Ланге коротко свистнул. Они подошли к новому полю, густевшему перед ними тяжелым, разломанным жнивьем, пересеченным межами, заброшенными полосками и мелким кустарником. Его голос донесло невнятно: он почти не смотрел на нее во все это смутное, оглушившее ее утро. Остановка. Сейчас они пойдут по двум межам; здесь, он ручается, где-нибудь обязательно лежит; здесь он убил не одного матерого, превосходного русака; в этом поле их старинное, любимое место.
Они двинулись. Все поле с ужасом следило за их движениями; каждая травинка вскрикивала от боли и тревоги под их сапогами. Сухой треск соломы резал тихий воздух стальными ножницами. Коричневое поле стлалось грубой неопровержимой силой. Надина шапочка нежно светлела и качалась над межами. Если бы она знала, как ценна и невозвратна была ее жизнь в это заповедное утро! Сухой, последний репейник настойчиво хватал ее за руку, упрашивая не идти, остановиться.
Они двигались непреклонно, затаив дыхание. Поле надвигалось на них темнотою своих спрятавшихся, заросших уголков. Иногда жнивье лезло так густо, что страшно было опускать шаг; нога натыкалась на жесткий, беспощадный, колющий шум. Вдали поле опускалось в низкую долину, синевшую кустами и овражками, — и снова ровные, мохнатые полосы лезли вверх, обрываясь голубой нетленностью чистого неба.
«Как далеко! — подумала Надя. — А что если побежать туда, взобраться на холмы, еще и еще и дальше. Как хорошо бы прибежать и вдруг увидеть там конец света... Прямо — обрыв, и — ничего: небо, пустота, без конца и возврата. Схватиться бы за руки, взяться крепко, крепко и броситься, и лететь, лететь...»

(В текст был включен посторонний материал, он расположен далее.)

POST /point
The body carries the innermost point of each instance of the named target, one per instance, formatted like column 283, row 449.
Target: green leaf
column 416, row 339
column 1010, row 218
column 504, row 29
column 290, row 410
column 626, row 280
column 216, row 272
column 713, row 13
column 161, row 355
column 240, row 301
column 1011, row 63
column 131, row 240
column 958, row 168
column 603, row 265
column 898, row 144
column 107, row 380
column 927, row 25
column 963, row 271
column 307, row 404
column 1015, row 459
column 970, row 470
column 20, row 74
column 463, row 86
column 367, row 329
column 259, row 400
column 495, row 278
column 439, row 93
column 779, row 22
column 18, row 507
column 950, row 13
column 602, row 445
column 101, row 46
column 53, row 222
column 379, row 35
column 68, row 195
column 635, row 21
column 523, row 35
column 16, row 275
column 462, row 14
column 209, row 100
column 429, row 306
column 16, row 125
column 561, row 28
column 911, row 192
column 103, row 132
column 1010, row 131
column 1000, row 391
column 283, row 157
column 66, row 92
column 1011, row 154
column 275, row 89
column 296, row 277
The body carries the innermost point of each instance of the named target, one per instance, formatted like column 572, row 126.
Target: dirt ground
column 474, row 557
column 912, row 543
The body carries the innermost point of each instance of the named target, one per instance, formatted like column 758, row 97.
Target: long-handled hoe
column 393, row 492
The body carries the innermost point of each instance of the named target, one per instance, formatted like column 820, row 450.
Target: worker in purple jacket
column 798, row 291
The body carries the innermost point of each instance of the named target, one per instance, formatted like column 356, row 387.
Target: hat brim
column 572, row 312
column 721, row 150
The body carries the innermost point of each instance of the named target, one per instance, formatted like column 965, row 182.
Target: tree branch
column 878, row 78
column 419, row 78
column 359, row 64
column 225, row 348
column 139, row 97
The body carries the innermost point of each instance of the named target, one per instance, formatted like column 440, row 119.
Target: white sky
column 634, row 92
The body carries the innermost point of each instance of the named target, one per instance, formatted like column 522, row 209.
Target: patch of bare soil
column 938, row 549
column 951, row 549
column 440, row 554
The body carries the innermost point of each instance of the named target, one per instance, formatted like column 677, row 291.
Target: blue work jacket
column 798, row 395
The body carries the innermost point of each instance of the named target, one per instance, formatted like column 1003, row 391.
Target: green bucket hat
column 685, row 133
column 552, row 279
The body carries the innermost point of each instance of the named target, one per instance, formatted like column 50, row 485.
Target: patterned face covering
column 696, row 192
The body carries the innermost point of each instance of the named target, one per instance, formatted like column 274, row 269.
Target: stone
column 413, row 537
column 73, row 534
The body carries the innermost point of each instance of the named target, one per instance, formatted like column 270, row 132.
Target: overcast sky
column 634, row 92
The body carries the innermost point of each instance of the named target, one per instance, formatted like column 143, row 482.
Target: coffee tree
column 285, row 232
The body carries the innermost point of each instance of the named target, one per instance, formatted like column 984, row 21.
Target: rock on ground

Сухой, металлический треск сорвался у нее из-под ног. В секунду он повторился шорохом, тяжело мотнулся качнувшейся густой веткой репейника и вдруг ужасным, близким прыжком выскочил впереди нее: огромный, длинноухий заяц, словно нехотя, вскидывал перед нею белый пушок хвоста, срывая былинки, чернея ноздреватой головой, и вдруг пошел прямо через поле...
Ее оглушило хлынувшей к голове кровью.
— Заяц! Заяц! — закричала она диким, не своим исступленным голосом.
И в тот же момент русак молнией вытянул туловище, и, прижав черные закругленные уши, выкинул отчаянный, головокружительный прыжок, и бешено замелькал голубой тенью над слившейся рыжей землей.
Поле прыгнуло и помчалось за ним; сбоку раскатисто и дымно ударило, и где-то далеко — она видела, видела — прыгнуло в последний раз и вмиг остановилось поле; заяц мгновенно дрогнул, покачнулся и сразу опрокинулся набок. Надя видела, — кричала, ликующе бежала к нему, — он огромной кошкой протянулся на колючей борозде, белея пушистым светлым брюшком.
— Ланге, скорее! Ланге! — продолжала кричать девушка, прижимая руки к груди.
— Готов! — отвечал он ей, как будто спокойный, перезаряжая ружье, еще дымившее длинными стволами, и вдруг нелепыми, саженными прыжками кинулся за ней к светящемуся на земле пушистому комку.
Она добежала еле дыша.
— Фу! Здорово! Но какой милый, милый, бедный...
Ланге приподнял русака, кинувшегося вниз передними лапами и тупой безжизненной головой с коричневыми ночными глазами. На его рябой от крови морде сияли уже зимние, ждущие вьюг и снегов усы. Русак был матерый, с черным ремнем на бархатной спине, весь заиндевевший от плотной и теплой седины. Ланге прикинул русака на вес. Ничего! Этот потянет фунтов на десять.
Надя смотрела на все это молча, закусив палец руки, о чем-то напряженно думая. Что с ней? Она ничего не понимает. На нее надвигалось нечто ей совсем неведомое, ликующее и вместе с тем опасное.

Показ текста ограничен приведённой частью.